The message accompanying the video makes you break into a warm smile: “Emma is having such a good day! Lots of terrific things to report.”
Setting aside your work for a minute, you open up the app for your child care center, and you see what your child care provider was referring to. Your child has recited all of the numbers from one to 10, comforted a friend who was upset because he’d scraped his knee, and built a castle out of blocks—all before lunch.
Encouraged by the knowledge that your child is doing well, you return to the task at hand with a little bit of extra focus and energy.
This kind of scenario is playing out in several communities nationwide, as technology helps to make child care more personalized, convenient, and responsive to busy parents’ needs.
Today’s smartphone apps and other technologies are empowering consumers in ways that were never possible before. The market research firm Forrester calls this the “age of the customer,” in which consumers expect more from every interaction they have with service providers throughout their day.

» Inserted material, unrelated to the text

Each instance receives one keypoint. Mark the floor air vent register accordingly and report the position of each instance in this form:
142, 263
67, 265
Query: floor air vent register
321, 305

This trend is changing the way many service industries operate, including child care—where a growing number of parents now have the ability to interact, stay informed, and complete transactions with their child care center easily and securely from a mobile device.
With instant communication apps, for instance, parents no longer have to wait until the end of the day to get updates, photos, and videos showing activities and important milestones in their child’s development. Child care providers can use their phone or another mobile device to capture photos and observations, make notes about each child’s progress, and send quick updates and messages to parents. And parents can view a summary of their child’s cognitive, social, and emotional learning and receive real-time notifications throughout the day—adding a more personal touch to their experience with their child care provider.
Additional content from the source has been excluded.